Common bank reconciliation errors
If your balances don’t match after making all the required adjustments, look for the following common types of errors and omissions.
Data entry errors
Errors can occur during manual data entry, such as mistyped amounts or incorrect transaction dates. Use accounting tools like QuickBooks Online whenever possible to reduce the likelihood of these errors.
Omitted transactions
Sometimes transactions are recorded in the bank statement but missed in the books, or vice versa. Regular reconciliation can help catch these omissions. Ensure all transactions are recorded correctly in your books, including amounts, dates, and transaction types.
Transposition errors
Transposition errors occur when numbers are accidentally switched (for example, $123 becomes $132). These errors can significantly impact your reconciliation, so double-check your entries.
Fraudulent transactions
Regular reconciliation is one of the best ways to spot unauthorized transactions quickly. If you find any transactions you don’t recognize, investigate immediately to safeguard your finances.
Timing differences
Timing differences, such as outstanding checks or deposits in transit that haven’t yet been cleared by the bank, are common reconciliation issues. Although these transactions have been recorded in your books, they have not yet cleared the bank, so they don’t appear on the bank statement.

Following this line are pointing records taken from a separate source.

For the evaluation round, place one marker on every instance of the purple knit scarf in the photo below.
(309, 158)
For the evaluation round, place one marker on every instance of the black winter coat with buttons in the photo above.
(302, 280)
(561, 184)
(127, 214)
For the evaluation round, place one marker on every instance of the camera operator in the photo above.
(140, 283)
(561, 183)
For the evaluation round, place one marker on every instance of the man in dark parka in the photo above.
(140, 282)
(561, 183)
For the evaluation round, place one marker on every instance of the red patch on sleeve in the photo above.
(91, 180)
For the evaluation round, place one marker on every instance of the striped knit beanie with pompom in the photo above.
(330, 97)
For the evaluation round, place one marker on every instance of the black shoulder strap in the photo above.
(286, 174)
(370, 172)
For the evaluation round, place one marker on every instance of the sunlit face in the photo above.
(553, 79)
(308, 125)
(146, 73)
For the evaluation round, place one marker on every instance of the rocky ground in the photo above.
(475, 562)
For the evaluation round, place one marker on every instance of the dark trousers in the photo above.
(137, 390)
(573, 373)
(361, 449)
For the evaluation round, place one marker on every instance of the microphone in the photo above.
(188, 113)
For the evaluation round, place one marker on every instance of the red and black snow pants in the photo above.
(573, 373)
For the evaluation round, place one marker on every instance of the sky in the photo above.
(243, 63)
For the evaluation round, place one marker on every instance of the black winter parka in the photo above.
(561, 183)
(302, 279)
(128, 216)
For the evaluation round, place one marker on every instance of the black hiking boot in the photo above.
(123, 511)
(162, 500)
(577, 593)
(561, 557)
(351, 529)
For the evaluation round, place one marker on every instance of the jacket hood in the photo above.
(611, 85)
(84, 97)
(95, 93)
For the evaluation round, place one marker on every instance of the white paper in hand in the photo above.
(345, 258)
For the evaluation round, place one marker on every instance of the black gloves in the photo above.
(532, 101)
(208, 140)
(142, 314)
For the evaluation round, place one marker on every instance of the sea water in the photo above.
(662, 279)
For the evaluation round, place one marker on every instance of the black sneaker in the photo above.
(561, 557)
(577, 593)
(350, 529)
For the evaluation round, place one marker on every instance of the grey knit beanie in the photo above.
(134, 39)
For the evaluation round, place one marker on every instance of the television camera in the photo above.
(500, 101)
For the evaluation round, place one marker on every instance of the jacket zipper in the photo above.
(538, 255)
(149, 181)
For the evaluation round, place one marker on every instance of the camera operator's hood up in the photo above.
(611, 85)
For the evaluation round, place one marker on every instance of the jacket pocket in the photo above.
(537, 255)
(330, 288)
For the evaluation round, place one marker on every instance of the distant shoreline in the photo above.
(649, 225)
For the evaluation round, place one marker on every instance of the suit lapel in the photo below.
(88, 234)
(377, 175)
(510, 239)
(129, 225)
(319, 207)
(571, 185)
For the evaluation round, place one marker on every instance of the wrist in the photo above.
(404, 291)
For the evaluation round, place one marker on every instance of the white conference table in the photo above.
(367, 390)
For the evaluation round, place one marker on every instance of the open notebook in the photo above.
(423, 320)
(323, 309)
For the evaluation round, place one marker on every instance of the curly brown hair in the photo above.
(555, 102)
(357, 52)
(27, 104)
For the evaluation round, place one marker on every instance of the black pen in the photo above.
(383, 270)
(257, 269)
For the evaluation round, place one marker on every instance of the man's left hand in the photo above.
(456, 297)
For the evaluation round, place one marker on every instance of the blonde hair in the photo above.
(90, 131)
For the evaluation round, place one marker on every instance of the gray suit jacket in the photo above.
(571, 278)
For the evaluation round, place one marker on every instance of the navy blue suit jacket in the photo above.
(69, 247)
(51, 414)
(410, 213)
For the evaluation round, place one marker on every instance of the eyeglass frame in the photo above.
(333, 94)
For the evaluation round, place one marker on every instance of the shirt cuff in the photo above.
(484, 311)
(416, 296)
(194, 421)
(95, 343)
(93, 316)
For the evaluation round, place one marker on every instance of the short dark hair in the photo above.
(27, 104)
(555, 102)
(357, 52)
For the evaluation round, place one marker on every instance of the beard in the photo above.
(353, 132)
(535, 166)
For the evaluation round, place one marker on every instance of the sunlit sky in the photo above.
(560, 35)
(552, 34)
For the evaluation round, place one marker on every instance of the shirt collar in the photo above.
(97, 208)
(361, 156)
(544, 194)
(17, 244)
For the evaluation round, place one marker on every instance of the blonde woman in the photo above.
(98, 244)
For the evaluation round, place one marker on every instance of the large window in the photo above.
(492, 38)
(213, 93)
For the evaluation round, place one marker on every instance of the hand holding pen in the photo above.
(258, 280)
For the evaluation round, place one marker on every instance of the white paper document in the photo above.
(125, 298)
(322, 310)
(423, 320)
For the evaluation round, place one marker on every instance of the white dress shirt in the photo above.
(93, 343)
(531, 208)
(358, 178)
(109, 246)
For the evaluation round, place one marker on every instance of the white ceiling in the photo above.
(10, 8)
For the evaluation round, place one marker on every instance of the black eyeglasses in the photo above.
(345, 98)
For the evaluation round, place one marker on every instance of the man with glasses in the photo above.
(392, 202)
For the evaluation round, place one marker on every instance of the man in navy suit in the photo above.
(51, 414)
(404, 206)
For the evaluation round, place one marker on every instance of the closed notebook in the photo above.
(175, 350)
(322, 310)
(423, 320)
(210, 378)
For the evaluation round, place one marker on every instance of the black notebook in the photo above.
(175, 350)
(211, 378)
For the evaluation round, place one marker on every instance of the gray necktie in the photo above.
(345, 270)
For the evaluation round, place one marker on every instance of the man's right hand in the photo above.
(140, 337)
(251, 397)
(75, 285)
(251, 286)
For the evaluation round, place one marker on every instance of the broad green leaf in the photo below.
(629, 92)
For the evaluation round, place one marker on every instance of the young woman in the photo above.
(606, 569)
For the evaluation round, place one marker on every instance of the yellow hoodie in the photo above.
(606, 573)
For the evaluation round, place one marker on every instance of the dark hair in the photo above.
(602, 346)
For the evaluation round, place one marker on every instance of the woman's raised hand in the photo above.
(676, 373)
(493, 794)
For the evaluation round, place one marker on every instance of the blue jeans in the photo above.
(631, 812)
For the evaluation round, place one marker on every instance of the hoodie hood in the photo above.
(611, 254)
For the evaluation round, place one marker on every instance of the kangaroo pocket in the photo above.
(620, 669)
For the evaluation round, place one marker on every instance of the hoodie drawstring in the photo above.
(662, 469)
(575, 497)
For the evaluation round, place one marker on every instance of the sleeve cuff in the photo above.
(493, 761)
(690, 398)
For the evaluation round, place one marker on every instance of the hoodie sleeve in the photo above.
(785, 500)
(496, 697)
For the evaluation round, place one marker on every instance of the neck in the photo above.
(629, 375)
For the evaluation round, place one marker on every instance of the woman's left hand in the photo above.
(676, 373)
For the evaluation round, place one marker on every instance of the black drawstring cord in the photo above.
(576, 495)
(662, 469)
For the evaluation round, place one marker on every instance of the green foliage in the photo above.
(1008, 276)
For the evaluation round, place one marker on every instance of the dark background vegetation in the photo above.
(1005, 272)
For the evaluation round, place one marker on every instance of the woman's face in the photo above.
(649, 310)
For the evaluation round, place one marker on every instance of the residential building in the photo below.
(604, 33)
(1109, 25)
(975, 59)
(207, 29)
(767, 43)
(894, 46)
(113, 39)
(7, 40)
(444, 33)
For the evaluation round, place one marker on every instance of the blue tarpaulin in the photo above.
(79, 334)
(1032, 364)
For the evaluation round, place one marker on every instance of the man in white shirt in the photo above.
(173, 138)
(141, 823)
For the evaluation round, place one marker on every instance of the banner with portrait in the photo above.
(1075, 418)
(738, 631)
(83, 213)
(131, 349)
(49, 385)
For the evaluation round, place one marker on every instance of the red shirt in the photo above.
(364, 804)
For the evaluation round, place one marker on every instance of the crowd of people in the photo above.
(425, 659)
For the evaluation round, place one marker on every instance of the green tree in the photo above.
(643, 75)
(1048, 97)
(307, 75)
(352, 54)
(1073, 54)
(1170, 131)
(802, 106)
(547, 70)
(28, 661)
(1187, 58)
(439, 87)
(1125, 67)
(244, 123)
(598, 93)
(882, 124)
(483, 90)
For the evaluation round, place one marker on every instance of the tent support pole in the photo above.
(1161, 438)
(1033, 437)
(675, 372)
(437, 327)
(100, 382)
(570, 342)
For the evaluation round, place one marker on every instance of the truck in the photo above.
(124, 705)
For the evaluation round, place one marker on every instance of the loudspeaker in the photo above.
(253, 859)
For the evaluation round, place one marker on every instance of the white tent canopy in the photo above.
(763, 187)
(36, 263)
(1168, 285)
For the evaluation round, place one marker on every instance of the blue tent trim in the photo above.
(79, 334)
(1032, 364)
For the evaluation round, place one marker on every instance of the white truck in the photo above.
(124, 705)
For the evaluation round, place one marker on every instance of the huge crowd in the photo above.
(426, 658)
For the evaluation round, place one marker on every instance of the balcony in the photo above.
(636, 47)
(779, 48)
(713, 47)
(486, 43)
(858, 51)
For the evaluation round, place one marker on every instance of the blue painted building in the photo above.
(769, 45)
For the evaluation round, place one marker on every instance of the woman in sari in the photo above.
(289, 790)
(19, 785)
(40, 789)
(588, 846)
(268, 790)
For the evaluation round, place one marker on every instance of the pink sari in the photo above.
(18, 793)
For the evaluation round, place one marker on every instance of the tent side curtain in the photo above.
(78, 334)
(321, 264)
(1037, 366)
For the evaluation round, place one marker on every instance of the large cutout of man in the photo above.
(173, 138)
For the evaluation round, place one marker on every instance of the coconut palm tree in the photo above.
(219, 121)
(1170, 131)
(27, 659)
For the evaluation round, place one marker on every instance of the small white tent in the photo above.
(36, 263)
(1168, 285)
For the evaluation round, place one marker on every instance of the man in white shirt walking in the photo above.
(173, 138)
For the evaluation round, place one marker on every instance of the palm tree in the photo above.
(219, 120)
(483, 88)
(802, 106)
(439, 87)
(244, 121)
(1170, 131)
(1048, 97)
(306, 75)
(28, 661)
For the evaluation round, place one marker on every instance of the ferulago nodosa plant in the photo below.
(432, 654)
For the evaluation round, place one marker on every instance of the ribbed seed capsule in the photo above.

It’s crucial to keep track of these payments properly to minimize disruptions later during the reconciliation process.
Bank errors
Although it's rare, banks can make mistakes too. These errors might include duplicate charges or recording incorrect amounts for transactions. If you identify a bank error, contact them immediately to correct the issue.
Bank service charges
Banks often charge fees for various services, such as account maintenance or expedited payments. These charges may not be known in advance and only become apparent when reviewing the bank statement. When discovered, these fees need to be recorded in the company’s financial records.
Interest earnings
Interest income is another figure that might not be clear until it appears on the bank statement. This amount must be added to the company’s books as part of the reconciliation process.